The focaccia di Noli is the focaccia of a small fishing town on the Ligurian Riviera, and what marks it out is its restraint relative to the standard Genovese round. Noli's version runs leaner and more austere: a thinner disc, a drier crumb, less of the heavy surface oil that defines the focaccia of Genoa, and a more pronounced salt-and-crust character. The dough is still pressed into a tray and dimpled, still brushed with a salt brine, but the whole thing is built closer to a plain baked flatbread than to the oil-laden Genovese style. The difference is local and deliberate, the kind of small divergence one stretch of coast holds onto for its own reasons.

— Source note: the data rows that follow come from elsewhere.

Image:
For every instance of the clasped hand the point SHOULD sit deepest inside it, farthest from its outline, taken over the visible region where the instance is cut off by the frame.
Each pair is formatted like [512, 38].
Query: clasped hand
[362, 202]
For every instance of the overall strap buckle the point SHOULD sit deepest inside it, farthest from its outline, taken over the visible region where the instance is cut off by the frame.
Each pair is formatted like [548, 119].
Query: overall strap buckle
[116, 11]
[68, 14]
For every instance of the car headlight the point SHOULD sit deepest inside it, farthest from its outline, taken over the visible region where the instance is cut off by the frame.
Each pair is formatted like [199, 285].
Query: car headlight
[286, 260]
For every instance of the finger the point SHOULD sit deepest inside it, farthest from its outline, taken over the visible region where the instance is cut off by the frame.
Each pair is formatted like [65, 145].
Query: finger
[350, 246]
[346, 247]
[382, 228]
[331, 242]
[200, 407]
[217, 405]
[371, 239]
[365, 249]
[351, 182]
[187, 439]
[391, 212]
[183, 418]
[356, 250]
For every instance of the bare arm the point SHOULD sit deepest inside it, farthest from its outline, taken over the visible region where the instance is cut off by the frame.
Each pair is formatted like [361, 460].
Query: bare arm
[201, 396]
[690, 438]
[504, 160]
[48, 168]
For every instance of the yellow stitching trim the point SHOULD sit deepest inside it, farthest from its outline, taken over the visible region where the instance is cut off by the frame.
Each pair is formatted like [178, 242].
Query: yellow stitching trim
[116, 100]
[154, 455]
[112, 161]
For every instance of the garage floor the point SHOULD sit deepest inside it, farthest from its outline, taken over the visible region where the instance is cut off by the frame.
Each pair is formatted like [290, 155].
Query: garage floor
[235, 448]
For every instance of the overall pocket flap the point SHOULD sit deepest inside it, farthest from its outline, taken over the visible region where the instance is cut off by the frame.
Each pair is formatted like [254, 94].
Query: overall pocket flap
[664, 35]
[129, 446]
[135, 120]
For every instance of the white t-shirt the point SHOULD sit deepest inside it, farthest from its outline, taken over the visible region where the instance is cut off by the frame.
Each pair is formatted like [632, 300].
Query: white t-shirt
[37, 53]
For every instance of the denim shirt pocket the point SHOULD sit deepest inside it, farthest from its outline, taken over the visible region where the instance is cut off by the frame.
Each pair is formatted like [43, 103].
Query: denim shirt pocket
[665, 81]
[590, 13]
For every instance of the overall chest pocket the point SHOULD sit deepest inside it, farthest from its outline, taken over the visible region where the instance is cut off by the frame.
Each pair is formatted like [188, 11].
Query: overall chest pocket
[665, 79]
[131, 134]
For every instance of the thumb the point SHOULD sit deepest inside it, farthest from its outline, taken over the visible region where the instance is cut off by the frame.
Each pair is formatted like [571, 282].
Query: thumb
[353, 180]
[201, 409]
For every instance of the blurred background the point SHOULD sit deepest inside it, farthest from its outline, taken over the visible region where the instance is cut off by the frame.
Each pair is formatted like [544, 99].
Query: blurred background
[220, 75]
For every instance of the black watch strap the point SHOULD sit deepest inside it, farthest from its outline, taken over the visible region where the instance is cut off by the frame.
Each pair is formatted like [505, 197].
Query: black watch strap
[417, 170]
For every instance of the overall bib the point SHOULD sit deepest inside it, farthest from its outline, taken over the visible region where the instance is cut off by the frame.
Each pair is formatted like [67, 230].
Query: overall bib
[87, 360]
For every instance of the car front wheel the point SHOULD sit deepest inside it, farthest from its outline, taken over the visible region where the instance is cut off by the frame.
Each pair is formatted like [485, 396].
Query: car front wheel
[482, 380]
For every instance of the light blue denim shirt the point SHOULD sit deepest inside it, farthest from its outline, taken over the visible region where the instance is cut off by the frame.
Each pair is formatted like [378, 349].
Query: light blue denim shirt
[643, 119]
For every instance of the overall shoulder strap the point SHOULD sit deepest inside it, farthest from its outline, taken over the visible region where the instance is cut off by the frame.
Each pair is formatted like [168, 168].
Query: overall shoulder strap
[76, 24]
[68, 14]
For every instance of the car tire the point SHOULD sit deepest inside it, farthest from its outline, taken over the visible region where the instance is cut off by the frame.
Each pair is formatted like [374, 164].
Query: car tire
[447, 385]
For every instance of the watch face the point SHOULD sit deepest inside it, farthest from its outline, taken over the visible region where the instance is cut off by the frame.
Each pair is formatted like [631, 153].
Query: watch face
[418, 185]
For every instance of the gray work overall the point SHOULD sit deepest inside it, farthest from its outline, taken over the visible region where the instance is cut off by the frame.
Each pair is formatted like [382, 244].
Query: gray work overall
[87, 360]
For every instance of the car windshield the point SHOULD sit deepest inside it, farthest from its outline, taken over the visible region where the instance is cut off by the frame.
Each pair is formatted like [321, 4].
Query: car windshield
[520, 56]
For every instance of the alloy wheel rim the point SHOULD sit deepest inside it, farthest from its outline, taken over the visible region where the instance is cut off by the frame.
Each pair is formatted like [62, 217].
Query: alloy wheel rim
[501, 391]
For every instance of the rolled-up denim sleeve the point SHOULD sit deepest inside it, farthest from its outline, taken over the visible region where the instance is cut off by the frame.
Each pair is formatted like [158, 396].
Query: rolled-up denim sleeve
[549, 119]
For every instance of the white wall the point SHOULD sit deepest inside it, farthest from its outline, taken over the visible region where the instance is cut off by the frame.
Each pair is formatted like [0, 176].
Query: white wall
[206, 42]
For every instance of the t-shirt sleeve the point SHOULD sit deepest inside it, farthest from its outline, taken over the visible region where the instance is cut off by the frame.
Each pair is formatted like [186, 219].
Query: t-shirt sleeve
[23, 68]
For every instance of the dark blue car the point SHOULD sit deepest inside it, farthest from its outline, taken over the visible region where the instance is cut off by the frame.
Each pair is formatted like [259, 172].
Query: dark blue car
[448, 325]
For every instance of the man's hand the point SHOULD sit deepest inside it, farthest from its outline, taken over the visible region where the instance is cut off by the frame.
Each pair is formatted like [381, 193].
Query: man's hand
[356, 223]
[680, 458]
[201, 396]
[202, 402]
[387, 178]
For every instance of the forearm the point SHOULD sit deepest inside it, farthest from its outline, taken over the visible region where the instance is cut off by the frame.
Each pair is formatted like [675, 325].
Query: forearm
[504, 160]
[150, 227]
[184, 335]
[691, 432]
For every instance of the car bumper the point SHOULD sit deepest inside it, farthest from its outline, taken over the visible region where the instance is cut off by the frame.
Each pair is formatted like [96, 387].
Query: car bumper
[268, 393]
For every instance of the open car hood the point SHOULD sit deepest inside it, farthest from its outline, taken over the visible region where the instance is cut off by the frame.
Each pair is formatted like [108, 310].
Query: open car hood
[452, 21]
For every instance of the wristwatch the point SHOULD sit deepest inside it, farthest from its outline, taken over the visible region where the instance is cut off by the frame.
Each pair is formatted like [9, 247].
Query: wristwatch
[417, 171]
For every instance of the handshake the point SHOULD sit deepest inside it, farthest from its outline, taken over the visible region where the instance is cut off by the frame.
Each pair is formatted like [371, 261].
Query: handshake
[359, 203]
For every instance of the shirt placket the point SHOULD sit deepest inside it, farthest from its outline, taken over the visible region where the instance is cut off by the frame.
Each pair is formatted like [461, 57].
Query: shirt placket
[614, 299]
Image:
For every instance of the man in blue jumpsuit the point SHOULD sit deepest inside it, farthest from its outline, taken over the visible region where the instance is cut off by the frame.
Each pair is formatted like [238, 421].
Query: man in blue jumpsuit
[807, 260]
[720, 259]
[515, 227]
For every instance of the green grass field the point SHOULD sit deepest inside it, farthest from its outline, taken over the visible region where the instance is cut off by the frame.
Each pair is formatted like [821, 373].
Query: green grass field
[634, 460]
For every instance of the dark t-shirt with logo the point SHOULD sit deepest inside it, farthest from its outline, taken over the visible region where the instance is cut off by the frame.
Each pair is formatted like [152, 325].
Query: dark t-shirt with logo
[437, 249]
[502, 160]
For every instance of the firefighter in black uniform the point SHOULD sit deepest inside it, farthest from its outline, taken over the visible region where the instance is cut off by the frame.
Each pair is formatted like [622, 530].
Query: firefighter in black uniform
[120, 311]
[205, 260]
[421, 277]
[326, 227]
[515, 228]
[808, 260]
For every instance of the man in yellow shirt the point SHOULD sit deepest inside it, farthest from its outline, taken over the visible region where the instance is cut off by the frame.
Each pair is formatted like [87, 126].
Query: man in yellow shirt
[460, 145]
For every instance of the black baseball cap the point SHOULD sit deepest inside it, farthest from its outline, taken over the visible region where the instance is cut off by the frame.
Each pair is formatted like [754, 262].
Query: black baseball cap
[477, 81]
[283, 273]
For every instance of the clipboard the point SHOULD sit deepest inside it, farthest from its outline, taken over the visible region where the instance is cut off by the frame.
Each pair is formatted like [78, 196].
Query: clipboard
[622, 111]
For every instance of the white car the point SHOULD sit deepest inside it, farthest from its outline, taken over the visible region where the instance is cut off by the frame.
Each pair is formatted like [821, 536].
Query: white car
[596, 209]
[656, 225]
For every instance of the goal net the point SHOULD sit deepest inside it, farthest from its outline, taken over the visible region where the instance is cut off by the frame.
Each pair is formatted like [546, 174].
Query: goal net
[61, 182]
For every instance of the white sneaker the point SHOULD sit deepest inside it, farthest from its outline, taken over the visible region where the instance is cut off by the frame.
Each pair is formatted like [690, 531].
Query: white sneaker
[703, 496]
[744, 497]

As a sandwich base the leaner build changes the logic. With less surface oil and a drier crumb, the noli does not saturate the way a Genovese round does, so it carries a moist filling better and stays firmer in the hand over a longer afternoon. The trade is that it depends more on its salt and its crust for flavor, since there is less oil doing that work, which is why a noli baked without enough salt or enough color on the crust tastes thin. The thinner disc also means it sets quickly and holds less heat at the center, so it rewards being eaten soon after baking, warm and plain or split with a simple cured meat or a wedge of local cheese, the way a coastal town eats the bread it makes daily rather than something assembled for an occasion.
The named relatives along this coast are each a small adjustment of the same idea. The plain Genovese round is the oilier, softer reference point. The focaccia di Voltri pushes in the opposite direction, thinner and crisper still. The focaccia col formaggio of the same region is the unleavened, cheese-sealed outlier that shares only a name. Each is its own subject and deserves its own article rather than being crowded in here.